Сама же вчерашняя скандалистка сидела напротив меня и глазела на то, как уменьшается гора… Ну как гора… Уже холмик оладьев.
Наконец я отвалился от стола, окинул взглядом стопочку оставшейся вкуснятины, сложил руки на животе и сыто пробормотал:
— Спасибо тебе, добрая девочка. И пусть Христос сделает тебе какую-нибудь радость из тех, что ты сама себе пожелаешь.
— Ну ты и завернул. — Вика покачала головой. — Ты сытый?
Я кивнул.
— Стало быть, ты сейчас добрый? — лукаво осведомилась маленькая хитрюга.
Я уже понял, что она задумала. Слава богу, а то я вчера грешным делом даже подумал, что переоценил ее.
— Добрый. И безопасный, потому как я сейчас не то что догонять кого, я сейчас и встать-то не смогу.
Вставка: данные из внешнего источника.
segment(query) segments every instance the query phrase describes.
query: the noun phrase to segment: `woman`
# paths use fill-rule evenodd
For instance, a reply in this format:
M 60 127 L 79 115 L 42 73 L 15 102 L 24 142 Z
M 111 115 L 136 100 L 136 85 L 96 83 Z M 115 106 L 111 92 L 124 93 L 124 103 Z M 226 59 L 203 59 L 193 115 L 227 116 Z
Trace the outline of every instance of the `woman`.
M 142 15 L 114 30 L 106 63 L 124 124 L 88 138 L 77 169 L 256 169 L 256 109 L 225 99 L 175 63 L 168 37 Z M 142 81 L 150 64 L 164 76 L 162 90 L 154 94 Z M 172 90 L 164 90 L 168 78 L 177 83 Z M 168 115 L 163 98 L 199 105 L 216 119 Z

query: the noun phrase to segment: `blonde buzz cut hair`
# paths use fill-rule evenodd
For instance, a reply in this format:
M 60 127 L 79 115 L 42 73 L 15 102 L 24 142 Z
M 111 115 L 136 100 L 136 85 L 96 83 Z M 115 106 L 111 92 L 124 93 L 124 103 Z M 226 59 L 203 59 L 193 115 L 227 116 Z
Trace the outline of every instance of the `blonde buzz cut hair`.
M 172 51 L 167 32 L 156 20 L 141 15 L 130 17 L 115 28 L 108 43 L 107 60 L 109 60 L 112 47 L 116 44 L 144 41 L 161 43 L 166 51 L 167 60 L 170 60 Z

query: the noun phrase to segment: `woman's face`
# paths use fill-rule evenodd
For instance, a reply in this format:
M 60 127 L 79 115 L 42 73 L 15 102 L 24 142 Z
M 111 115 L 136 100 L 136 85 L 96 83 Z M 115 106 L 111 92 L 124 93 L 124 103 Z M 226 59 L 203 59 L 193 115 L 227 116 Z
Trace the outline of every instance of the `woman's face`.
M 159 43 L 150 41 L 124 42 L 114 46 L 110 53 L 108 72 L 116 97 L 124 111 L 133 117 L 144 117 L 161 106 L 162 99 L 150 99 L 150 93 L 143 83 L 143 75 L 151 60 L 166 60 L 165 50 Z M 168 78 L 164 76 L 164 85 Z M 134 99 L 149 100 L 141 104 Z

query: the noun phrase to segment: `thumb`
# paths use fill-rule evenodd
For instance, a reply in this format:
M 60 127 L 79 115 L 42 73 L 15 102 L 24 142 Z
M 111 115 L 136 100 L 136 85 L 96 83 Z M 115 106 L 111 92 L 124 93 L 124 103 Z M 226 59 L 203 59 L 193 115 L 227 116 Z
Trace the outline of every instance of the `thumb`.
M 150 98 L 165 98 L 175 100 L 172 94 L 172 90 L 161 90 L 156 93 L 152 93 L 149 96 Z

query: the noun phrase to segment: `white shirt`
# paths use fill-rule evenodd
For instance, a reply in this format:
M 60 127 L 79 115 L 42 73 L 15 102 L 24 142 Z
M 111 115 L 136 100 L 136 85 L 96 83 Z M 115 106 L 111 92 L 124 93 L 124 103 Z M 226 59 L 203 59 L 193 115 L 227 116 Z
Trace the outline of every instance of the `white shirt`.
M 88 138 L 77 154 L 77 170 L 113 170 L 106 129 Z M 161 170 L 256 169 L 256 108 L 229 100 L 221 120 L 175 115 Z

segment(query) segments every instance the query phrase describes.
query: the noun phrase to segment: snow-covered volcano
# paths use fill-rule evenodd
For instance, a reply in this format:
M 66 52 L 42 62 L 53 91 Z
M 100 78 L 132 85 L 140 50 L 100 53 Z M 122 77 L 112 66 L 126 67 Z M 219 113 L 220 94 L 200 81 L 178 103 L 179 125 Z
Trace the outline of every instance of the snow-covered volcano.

— Ну и хорошо. — Вика потупилась и забормотала: — Слушай, ну я вчера, конечно, погорячилась. Не знаю, что на меня нашло, просто как-то все сразу — и одно и другое. Эта Шелестова еще со своими улыбочками, подколками, подначками. Ну вот, в результате все вместе как-то спрессовалось, и я сорвалась, какой-то ерунды тебе наговорила. Ты не думай, я никому бы и звонить не стала…
— Да если бы даже и позвонила. — Я все еще отдувался после еды. — Хуже бы только себе сделала.